A long-standing central challenge in natural science is to detect the change point (aka regime shift) in the dynamics of natural systems using historical data. To address this scientific problem, a novel method, Nested-Library Analysis, is developed by the master graduate Yong-Jin Huang and Prof. Chih-hao Hsieh from the Institute of Oceanography and Prof. Chun-Wei Chang from the Institute of Fisheries Science, NTU. This new method can be applied to all kinds of natural systems and well estimates the change point even under the condition where the abrupt change in the underlying mechanism is not reflected by the statistical distribution of the data segment. This work is published in PLOS Computational Biology in Jan. 2024.

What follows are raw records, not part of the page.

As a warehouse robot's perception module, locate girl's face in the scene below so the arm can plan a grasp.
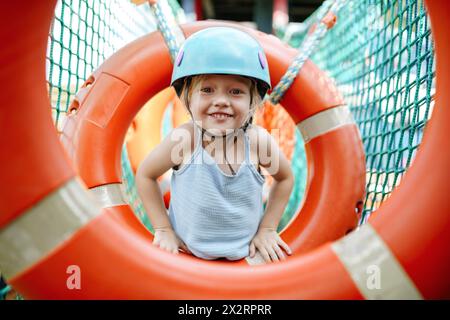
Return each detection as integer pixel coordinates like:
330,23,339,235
190,75,251,134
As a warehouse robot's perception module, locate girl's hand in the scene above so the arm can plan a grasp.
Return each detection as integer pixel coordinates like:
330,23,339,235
250,228,292,262
153,227,191,254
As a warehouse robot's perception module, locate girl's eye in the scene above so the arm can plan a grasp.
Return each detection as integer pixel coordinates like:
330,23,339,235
231,89,244,94
200,87,212,93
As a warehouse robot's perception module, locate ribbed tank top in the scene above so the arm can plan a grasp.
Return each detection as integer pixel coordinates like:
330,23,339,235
169,126,264,260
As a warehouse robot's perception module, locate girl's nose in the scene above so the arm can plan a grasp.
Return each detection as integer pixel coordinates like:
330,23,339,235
213,94,231,106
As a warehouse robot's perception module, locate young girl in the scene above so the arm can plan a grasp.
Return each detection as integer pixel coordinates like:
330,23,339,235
136,27,293,262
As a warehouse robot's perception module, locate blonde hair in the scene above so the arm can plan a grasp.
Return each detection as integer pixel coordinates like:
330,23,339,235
180,74,262,124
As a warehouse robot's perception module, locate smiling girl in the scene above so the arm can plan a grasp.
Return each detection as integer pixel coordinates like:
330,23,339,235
136,27,293,262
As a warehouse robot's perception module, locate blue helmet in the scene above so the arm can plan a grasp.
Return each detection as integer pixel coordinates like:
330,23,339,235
171,27,270,98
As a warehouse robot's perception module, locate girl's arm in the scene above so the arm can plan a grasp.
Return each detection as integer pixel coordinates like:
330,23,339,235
250,128,294,262
136,124,193,253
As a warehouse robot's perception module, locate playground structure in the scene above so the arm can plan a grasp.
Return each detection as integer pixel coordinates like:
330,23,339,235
0,1,450,298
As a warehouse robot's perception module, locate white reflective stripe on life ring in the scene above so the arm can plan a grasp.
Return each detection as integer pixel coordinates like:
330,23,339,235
88,183,128,208
297,106,355,143
331,223,423,300
0,178,101,279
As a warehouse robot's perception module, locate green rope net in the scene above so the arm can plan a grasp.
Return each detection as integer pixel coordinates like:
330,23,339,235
290,0,435,223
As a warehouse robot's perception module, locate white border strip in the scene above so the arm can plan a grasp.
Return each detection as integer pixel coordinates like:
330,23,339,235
88,183,128,208
331,223,423,300
297,106,355,143
0,178,101,279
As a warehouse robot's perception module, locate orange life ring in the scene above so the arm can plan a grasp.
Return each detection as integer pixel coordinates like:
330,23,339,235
0,0,450,299
58,22,365,253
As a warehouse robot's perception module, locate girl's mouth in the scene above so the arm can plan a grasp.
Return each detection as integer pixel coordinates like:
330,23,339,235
208,112,233,120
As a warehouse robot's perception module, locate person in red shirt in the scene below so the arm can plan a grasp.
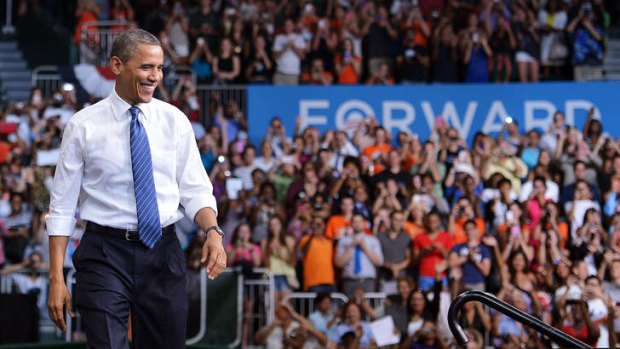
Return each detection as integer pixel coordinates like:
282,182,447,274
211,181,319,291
413,210,454,292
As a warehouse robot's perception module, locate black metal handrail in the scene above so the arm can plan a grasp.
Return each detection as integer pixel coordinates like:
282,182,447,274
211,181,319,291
448,291,592,348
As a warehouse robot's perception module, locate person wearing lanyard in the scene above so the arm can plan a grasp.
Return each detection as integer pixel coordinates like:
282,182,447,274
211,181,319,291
47,29,226,349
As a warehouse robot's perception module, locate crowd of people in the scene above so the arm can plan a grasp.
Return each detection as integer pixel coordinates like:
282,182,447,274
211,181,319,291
0,0,620,348
66,0,613,85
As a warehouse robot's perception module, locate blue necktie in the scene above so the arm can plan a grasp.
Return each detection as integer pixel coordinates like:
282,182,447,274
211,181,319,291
129,107,161,248
353,245,362,275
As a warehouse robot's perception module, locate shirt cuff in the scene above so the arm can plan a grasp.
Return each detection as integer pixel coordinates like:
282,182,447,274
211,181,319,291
184,195,218,222
45,217,77,236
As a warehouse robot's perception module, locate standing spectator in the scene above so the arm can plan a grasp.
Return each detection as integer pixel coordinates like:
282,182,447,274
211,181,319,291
301,58,334,86
489,17,517,82
396,28,431,83
164,0,190,63
512,5,540,82
213,38,241,85
261,216,299,303
449,219,491,291
189,36,213,83
538,0,569,73
362,6,398,76
413,211,453,292
334,38,362,85
329,301,376,349
566,1,605,65
189,0,220,52
245,34,273,84
336,214,384,298
378,211,411,294
461,18,493,82
273,18,306,85
299,216,337,292
432,19,459,82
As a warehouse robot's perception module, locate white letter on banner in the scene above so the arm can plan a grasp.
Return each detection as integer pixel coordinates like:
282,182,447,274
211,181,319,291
383,101,415,133
482,101,509,134
299,99,329,130
523,101,558,131
420,101,437,131
564,99,600,126
336,99,377,130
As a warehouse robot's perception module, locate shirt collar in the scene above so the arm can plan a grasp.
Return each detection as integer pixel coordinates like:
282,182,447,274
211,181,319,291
108,84,151,122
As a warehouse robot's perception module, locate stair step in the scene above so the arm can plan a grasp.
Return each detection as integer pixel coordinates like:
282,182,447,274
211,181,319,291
6,90,30,102
0,51,22,62
0,60,28,71
2,80,32,90
0,70,32,81
0,41,17,52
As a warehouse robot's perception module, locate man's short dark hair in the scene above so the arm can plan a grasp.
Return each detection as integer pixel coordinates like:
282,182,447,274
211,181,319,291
110,29,161,63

A natural system of interest is rarely described as a closed system; therefore, the system may have undergone a regime shift. Such a shift could result from a sudden fluctuation caused by external force, or a critical transition taking place when certain gradually changing parameter reaches a critical threshold. These regime-shift events can exert a great influence on the dynamics of a system. However, the “significant change” may be difficult to identify, because (i) nonlinearity or even chaos present in the system dynamics, (ii) system variables that exhibit apparent shifts may be unobserved, and (iii) low signal-to-noise ratio occurs in the data. In fact, these problematic conditions are ubiquitous; however, existing change-point detection methods did not take the former two issues into consideration. In this research, by sequentially eliminating historical data points in the library/training set to optimize the performance of Empirical Dynamic Modeling (EDM), Nested-Library Analysis serves as a generic automatic detection method (Figure 1). Investigations using model data indicate that NLA overcomes the limitations and outperforms all existing detection methods. As a real-world example, NLA successfully detects the change point in the Pacific Decadal Oscillation index, which is highly consistent with the change point reported in the literature.

This novel and generic detection algorithm provides an effective tool for natural sciences and environmental managements. By applying NLA as an ad hoc analysis, one can identify several periods from time series data that are supposed to be modeled separately, so as to ensure the validity of argument in analysis and improve the forecast ability. Otherwise, overlooking or wrongly estimating of occurrence of dynamical shifts could result in inappropriate employment of a forecast model or analysis. Moreover, the NLA method can even be used to reveal the abrupt shifts in system that, otherwise, was unnoticed by looking at the statistical properties of time series data per se; thus, NLA provides insights into further investigation on the underlying mechanism as well as its cause and consequence.

Figure 1. Schematic illustrating Nested-Library Analysis (NLA) to detect abrupt shifts in dynamics. In (a), the black line represents the observation data of a species y in a chaotic ecological system, while the red line illustrates a latent variable N (assumed to be unobserved/unobservable). In this example, the latent variable determines the interaction strength between the species x and y. However, there is no significant change in the data distribution of the species y, a situation where existing detection methods fail. In NLA, we sequentially eliminate data points from the library set (the part of observation data without green background), quantifying the performance of EDM using prediction error. Then, the result is obtained as (b). Since the performance of EDM is optimized when it just excludes all the data points of which underlying mechanism is distinct from that of test set (with green background in (a)), we can conclude whether and when an abrupt shift occurs in the system according to the change in the error curve.


Huang, Y. J., Chang, C. W., & Hsieh, C. H. (2024). Detecting shifts in nonlinear dynamics using Empirical Dynamic Modeling with Nested-Library Analysis. PLOS Computational Biology, 20(1), e1011759.